In Luke 2:19 the Bible says, “But Mary kept all these things, and pondered them in her heart.” This verse follows the birth of Jesus, when the shepherds had come to pay their respects and see the Savior of the world in the helpless shape of a sweet baby in the manger.
As a mother, I can relate to a lot of the things I read about Mary. As a mother, there’s a lot of things I can’t relate to because I’ve never been the mother of God.

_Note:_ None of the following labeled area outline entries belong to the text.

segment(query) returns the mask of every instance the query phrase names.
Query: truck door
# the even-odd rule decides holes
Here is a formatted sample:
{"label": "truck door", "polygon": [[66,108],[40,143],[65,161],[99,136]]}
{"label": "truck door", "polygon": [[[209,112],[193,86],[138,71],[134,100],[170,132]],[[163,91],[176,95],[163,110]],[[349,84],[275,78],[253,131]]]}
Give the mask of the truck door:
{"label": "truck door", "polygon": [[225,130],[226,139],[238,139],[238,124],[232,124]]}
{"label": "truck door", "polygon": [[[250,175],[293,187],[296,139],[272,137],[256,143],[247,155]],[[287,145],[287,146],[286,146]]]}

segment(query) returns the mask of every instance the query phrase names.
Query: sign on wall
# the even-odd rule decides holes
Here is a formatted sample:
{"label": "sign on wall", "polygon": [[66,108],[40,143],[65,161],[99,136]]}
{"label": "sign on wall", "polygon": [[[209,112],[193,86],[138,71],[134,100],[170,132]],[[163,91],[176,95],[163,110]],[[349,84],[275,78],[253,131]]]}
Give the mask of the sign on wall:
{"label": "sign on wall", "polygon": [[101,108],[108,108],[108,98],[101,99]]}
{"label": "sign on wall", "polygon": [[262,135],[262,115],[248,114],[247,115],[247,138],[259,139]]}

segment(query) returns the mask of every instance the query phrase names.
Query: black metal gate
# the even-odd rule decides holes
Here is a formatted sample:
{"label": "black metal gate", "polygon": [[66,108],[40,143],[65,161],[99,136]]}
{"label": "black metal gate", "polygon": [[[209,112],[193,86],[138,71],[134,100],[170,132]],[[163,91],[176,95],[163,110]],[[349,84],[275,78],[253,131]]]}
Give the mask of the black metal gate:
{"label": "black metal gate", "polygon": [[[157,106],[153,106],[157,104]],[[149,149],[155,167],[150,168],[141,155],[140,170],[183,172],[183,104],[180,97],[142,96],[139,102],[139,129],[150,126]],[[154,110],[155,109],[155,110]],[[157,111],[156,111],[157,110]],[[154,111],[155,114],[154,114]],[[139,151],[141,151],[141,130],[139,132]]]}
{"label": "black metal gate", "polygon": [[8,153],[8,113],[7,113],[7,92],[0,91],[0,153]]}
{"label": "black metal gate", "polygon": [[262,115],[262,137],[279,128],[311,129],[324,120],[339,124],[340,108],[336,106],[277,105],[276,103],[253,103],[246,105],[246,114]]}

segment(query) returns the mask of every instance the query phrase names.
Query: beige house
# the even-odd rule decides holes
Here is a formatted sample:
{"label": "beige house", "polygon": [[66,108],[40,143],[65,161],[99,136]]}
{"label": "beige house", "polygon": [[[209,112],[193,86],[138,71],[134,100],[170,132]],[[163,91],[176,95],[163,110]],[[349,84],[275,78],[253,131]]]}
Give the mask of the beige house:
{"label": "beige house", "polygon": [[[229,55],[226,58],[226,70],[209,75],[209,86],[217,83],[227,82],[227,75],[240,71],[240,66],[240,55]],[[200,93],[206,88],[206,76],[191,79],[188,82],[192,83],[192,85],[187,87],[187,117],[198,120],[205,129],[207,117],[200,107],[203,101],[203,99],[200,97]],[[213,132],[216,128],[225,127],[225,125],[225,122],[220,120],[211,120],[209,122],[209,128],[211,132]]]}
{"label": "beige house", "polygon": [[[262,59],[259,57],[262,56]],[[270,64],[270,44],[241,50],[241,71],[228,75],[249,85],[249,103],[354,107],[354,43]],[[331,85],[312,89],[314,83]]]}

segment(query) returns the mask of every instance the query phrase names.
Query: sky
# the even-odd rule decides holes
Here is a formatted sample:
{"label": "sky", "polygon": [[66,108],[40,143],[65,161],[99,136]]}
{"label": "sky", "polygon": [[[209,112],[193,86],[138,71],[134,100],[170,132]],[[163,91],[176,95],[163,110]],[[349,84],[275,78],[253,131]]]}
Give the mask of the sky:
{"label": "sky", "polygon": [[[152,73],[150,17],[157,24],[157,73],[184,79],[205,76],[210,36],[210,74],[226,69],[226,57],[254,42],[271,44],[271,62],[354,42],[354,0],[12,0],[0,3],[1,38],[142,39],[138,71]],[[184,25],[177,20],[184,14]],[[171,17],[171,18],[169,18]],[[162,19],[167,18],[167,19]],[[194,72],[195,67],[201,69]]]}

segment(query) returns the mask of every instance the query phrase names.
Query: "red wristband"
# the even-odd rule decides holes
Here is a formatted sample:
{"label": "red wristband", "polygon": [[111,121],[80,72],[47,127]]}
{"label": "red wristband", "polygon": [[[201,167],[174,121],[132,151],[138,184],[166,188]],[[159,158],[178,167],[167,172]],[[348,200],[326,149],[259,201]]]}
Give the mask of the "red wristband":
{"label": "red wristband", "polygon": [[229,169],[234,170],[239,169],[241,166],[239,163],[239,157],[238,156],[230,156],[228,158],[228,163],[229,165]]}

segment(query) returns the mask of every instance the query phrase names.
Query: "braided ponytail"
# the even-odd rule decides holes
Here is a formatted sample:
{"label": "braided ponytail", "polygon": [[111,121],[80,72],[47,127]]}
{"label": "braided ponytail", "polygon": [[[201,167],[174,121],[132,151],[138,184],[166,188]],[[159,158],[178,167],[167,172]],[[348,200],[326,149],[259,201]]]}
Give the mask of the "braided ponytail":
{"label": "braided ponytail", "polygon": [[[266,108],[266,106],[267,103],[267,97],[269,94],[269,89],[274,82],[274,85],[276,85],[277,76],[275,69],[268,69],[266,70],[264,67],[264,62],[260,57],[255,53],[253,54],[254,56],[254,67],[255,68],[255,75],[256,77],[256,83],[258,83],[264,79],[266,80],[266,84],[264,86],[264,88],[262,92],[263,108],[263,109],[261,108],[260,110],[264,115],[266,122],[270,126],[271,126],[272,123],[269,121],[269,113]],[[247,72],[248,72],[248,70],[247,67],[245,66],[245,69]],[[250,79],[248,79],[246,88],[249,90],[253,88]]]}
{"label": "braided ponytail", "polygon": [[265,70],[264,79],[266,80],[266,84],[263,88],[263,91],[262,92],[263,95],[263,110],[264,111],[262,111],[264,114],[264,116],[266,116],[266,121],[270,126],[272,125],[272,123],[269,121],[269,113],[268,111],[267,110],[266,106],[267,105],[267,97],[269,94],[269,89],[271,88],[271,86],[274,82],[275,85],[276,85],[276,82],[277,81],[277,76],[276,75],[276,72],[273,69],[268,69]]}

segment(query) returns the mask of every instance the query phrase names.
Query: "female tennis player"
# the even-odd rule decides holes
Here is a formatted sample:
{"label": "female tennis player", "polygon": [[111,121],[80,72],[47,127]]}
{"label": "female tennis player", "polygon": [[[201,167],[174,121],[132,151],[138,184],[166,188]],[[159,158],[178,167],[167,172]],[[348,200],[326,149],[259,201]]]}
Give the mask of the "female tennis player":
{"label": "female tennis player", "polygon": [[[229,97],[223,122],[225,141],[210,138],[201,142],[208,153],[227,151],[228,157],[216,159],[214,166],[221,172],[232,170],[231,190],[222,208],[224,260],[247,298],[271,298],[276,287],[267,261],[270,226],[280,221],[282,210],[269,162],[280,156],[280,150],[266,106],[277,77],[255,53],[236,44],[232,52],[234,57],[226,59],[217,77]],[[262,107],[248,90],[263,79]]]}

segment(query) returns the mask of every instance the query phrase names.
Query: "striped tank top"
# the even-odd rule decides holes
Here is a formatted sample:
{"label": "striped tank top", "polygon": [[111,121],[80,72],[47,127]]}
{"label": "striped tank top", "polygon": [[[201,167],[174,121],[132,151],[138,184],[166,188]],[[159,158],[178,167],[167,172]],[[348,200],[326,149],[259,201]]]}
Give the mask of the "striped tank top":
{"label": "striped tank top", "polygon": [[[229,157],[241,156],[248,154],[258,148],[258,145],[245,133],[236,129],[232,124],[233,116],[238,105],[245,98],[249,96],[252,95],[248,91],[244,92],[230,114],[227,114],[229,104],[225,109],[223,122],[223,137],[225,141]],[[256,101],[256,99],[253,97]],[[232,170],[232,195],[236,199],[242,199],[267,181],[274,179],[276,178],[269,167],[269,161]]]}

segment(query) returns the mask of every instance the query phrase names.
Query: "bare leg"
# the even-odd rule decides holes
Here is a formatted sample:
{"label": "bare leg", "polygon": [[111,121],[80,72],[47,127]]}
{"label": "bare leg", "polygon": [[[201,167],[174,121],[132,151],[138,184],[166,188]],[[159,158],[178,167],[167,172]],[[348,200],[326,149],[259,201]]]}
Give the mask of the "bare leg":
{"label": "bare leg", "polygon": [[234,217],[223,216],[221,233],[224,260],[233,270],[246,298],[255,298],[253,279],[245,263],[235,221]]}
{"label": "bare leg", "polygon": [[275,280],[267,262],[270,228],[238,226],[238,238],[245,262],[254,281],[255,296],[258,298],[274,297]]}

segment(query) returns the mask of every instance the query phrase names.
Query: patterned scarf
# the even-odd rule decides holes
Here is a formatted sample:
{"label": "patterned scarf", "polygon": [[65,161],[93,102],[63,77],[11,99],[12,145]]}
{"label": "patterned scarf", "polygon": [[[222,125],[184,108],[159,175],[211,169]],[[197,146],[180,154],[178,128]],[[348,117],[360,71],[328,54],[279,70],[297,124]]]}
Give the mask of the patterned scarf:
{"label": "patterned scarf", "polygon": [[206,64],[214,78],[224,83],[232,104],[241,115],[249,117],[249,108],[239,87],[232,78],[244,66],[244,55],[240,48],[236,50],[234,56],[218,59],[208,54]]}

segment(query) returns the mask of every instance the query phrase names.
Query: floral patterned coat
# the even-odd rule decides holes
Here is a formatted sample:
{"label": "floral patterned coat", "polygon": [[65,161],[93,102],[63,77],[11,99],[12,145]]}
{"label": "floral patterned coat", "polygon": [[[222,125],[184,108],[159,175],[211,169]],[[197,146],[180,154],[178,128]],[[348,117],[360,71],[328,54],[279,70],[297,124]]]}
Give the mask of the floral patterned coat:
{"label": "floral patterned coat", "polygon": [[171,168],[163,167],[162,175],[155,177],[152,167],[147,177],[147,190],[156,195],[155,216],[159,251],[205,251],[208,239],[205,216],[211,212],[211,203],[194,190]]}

I imagine Mary agreeing to surrender her whole self in service to God by carrying and birthing Jesus. Maybe she has some morning sickness or that feeling of being extremely tired in the first trimester and then feeling the tiny kicks of a growing baby and finally meeting her precious baby. But her baby is different, and she’s known it all along. She knows he’s a true gift from God. She knows he’s been chosen for something big, lifechanging. He’s an instrument of God, He is God.
But he’s her son, too. She feeds him day and night, looking into his eyes and singing him the same lullaby’s that her mother sang to her. She teaches him to walk and then talk. She shares her faith with him and watches him grow.
On the night when she became a mother, she knew this child would do big things and the visit from the three wise men was another reminder, a foretelling sign. She kept those things in her heart, pondering them.
I wonder how times I’m quick to blurt out my opinion when I should keep it inside and do a little more pondering. I’d like to get better at just pondering things. Mulling things over, looking at it from another angle. Maybe Mary was onto something there, just pondering.